We followed the creek bed for a bit until arriving at a u-shaped bend, where the creek had left the park boundary and cut back into park territory, creating an island just far enough away that we could not jump over to it.

And, as though someone had been in that exact spot before, and had the same exact thought as we did, a bridge had been created. It was not a pretty bridge – a bunch of sticks thrown haphazardly across the creek – but it allowed passage between both sides.

As I think back on that makeshift bridge, and ponder some of the great bridges of our time – the Millau Viaduct Bridge (sheer beauty!), the London Bridge (annoying rhyme!), the Bixby Canyon Bridge (great song!),  – I can’t help but think that a lot of the work we do in campus ministry is about building bridges.

There are a few factors at work in my current context (George Fox University) that make the gaps between people feel rather extreme.

As I listen to my colleagues who have done this longer than I have, each fall often feels like new sandbars are being created by the sheer repetition of waves crashing onto shore, one after another after another after another. Just when we get a feel for the theological backgrounds of our newest students, and they begin to learn what campus ministry looks like in this context, and we begin to learn what ministry looked like in their experience prior to Fox, another wave crashes down on top of us, and we come up gasping for air, wondering if we will ever find a place to lay out a blanket and have a picnic instead of a water fight.

Each fall brings new faces. And with the new faces come new theological barriers that make it difficult to truly see one another.

It’s like the clip in Monty Python and the Holy Grail when the knight is far off, and no matter how much we see him running, he gets no closer to his target. And then, all of sudden, there he is, shoving a sword into the midsection of an unsuspecting guard.

And the question is often, “how can we begin to anticipate these theological conversations (which often begin more as shouting matches) so that they feel less threatening, less invasive, less surprising?”

What we have come to realize, in our context, is that this must come through the difficult task of bridge building. These bridges can begin as makeshift paths, merely meant to get one party to the other, while perhaps getting a bit wet and dirty. We attempt to develop relationships with students whom we might differ theologically.

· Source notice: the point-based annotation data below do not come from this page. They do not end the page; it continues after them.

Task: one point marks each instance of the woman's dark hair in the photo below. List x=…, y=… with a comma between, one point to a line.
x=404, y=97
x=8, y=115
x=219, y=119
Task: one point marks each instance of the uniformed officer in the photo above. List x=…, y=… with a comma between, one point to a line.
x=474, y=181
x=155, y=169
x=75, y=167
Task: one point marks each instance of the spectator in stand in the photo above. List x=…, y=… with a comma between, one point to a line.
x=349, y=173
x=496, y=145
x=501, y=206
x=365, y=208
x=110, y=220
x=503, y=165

When a small group of students pleaded for a stronger emphasis on expository preaching in chapel, we shifted our programming to accommodate them. We’ve hired students as ministry interns who do not believe our Campus Pastor is permitted biblically to be a pastor.

In these and other ways, our hope is that bridges are being built using what I refer to as “rooted mobility.”

Rooted mobility is about recognizing one’s belief, one’s tradition, the theological soil in which one feels most at home – and then not digging those roots so deeply into the ground that you become unable to meet others where they are at.

Rooted mobility is about looking for ways to connect two different people, with differing beliefs, in order to celebrate a common identity as image bearers of Christ.

Rooted mobility is about developing the ability to hold loosely, to walk lightly and to love boldly.

The bridge my children and I stumbled upon at the park was ugly. But it worked – it was not going to work forever, but for the purpose of being able to connect two different lands, it did its job. While my hope is that beautiful and functional bridges can be built on our campuses – bridges built through the work of many people for a common purpose of knowing Christ Jesus and making Christ known to others– I am happy to begin with a bridge made of a tangle of sticks, stacked precariously, declaring both promise and danger.

The work of campus ministry is full of promise and danger – and it requires bridges to help us find a place where we can meet together, share a meal, and begin to break down the walls that keep us from truly seeing Christ in one another.

How are you building bridges on your campus?